Dans le privé et notamment l’automobile, depuis le début de la crise, des dizaines d’usines ont fermé, principalement dans le quart nord-est industriel des Etats-Unis. Les bureaucrates syndicaux décrivent ces fermetures comme des processus naturels, inéluctables, dus à l’absence de compétitivité vis-à-vis du Mexique et de la Chine. Mais une partie significative des usines ne sont pas parties en Chine ou au Mexique mais dans le sud des Etats-Unis où existent des lois antisyndicales féroces. Les syndicats paient le prix de leur refus de la confrontation avec le patronat dans le sud, alors que dans des Etats comme le Mississipi ou le Tennessee il y a désormais des centaines de milliers de travailleurs de l’automobile, donc beaucoup de Noirs, qui ne sont pas organisés et dont les salaires sont trois fois inférieurs à ceux du nord-est.
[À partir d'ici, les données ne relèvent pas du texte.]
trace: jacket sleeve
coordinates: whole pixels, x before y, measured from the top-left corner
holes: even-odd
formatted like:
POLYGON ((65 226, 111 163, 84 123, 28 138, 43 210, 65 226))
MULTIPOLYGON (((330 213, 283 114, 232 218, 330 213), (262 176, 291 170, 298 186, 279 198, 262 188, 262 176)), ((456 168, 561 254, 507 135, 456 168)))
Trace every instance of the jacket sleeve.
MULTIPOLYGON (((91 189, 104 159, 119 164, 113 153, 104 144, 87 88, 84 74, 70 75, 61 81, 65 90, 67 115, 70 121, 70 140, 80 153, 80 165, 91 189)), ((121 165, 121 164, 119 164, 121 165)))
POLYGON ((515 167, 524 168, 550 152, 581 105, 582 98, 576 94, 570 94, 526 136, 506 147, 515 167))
Quelques grèves ont eu lieu, notamment en 2012 une grande grève victorieuse des enseignants de Chicago contre les suppressions d’emplois et pour plus de moyens, liant les communautés les plus touchées (afro-américaine et latinos) à la lutte des enseignants. La campagne pour un salaire minimum de 15 dollars de l’heure, lancée en 2012 par le syndicat des services SEIU parmi les salariés de fast-food, bien qu’elle soit menée de manière bureaucratique et par le haut, laisse cependant une petite place pour l’auto-activité et l’expérience d’une fraction des travailleurs de ce secteur très précaire, très peu syndiqué et avec une forte proportion de travailleurs de couleur.
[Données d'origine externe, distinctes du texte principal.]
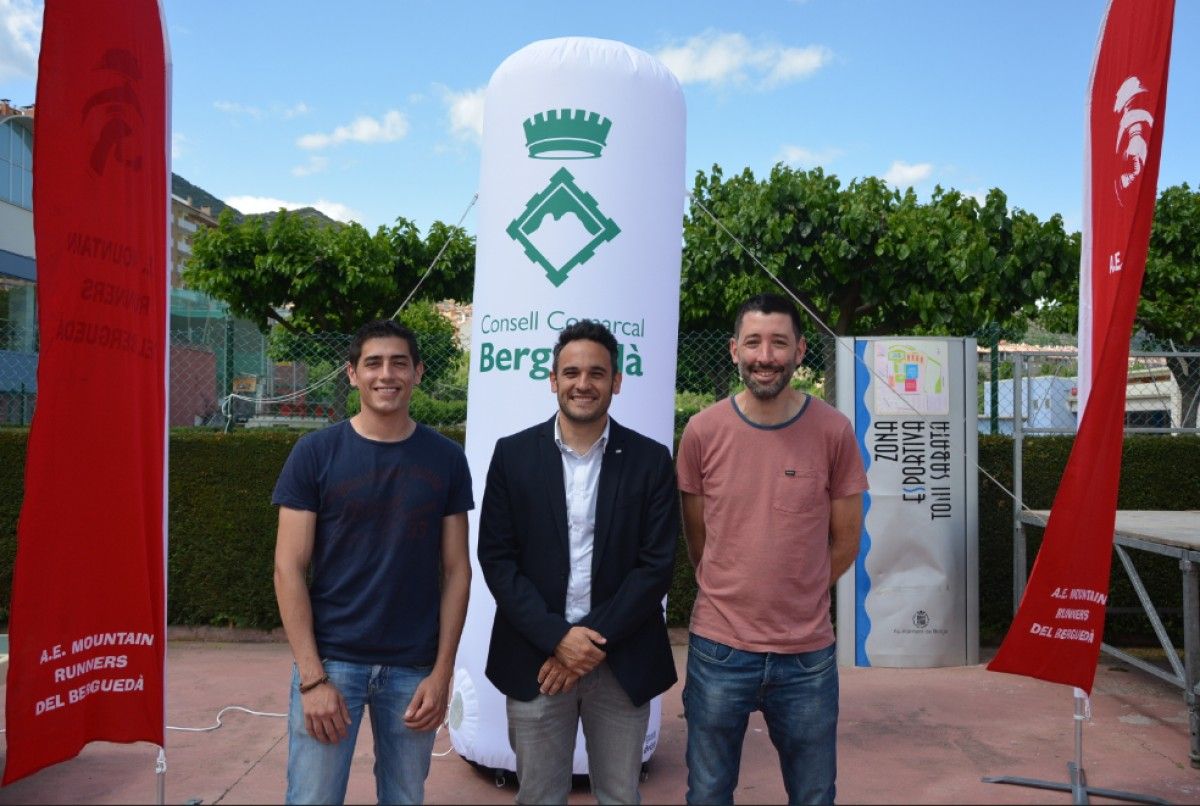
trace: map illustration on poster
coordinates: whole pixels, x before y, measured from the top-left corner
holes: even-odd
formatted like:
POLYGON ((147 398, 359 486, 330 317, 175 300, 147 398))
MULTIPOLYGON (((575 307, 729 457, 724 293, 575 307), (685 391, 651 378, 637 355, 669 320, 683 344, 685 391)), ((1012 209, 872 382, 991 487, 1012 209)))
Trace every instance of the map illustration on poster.
POLYGON ((875 342, 875 413, 950 413, 945 342, 875 342))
A Ferguson et dans d’autres villes, les syndicalistes de cette campagne ont participé aux manifestations de soutien pour la justice pour Mike Brown, le lien entre le racisme et l’exploitation étant évident pour eux. La mère de Michael Brown est d’ailleurs syndiquée et plusieurs syndicats à forte proportion d’Afro-américains (services, santé, vente) ont soutenu la revendication que justice soit faite.

Les travailleurs immigrés, préférés initialement aux Afro-américains en tant que main-d’œuvre plus « docile » et mis en concurrence avec ceux-ci, ont su montrer leur force le 1er mai 2006 par une grève générale de cinq millions de travailleurs et travailleuses contre une proposition de loi visant à construire un mur entre les Etats-Unis et le Mexique. Ces travailleurs, en même temps qu’ils amènent leur force de travail, « importent » également leur radicalité et leur culture politique venant de pays où la conflictualité et la conscience sociale sont plus élevées qu’aux Etats-Unis. En 2008 notamment, 200 travailleurs en majorité mexicains ont fait une semaine de grève avec occupation de l’usine Republic Doors and Windows à Chicago pour exiger de meilleures indemnités de licenciement alors que l’usine fermait, ce qui ne s’était pas vu aux Etats-Unis depuis bien longtemps.

Dans la stratégie de la classe dominante américaine pour se maintenir au pouvoir, le verrou raciste a toujours eu une place prépondérante. Cependant, dans les périodes de troubles sociaux, ce verrou a bien des fois sauté. La société américaine est organisée de manière raciste mais les bouts de la société ne sont pas étanches les uns des autres. Si le mouvement BlackLivesMatter se développe réellement, il ne pourra que fragiliser le capitalisme américain, et le fait de voir que le roi est nu peut encourager d’autres secteurs de la population à revendiquer leur dû, créant ainsi les conditions pour une unité de tous les exploité-e-s, quelle que soit leur origine et leur couleur de peau, pour un combat des 99 % contre les 1 %.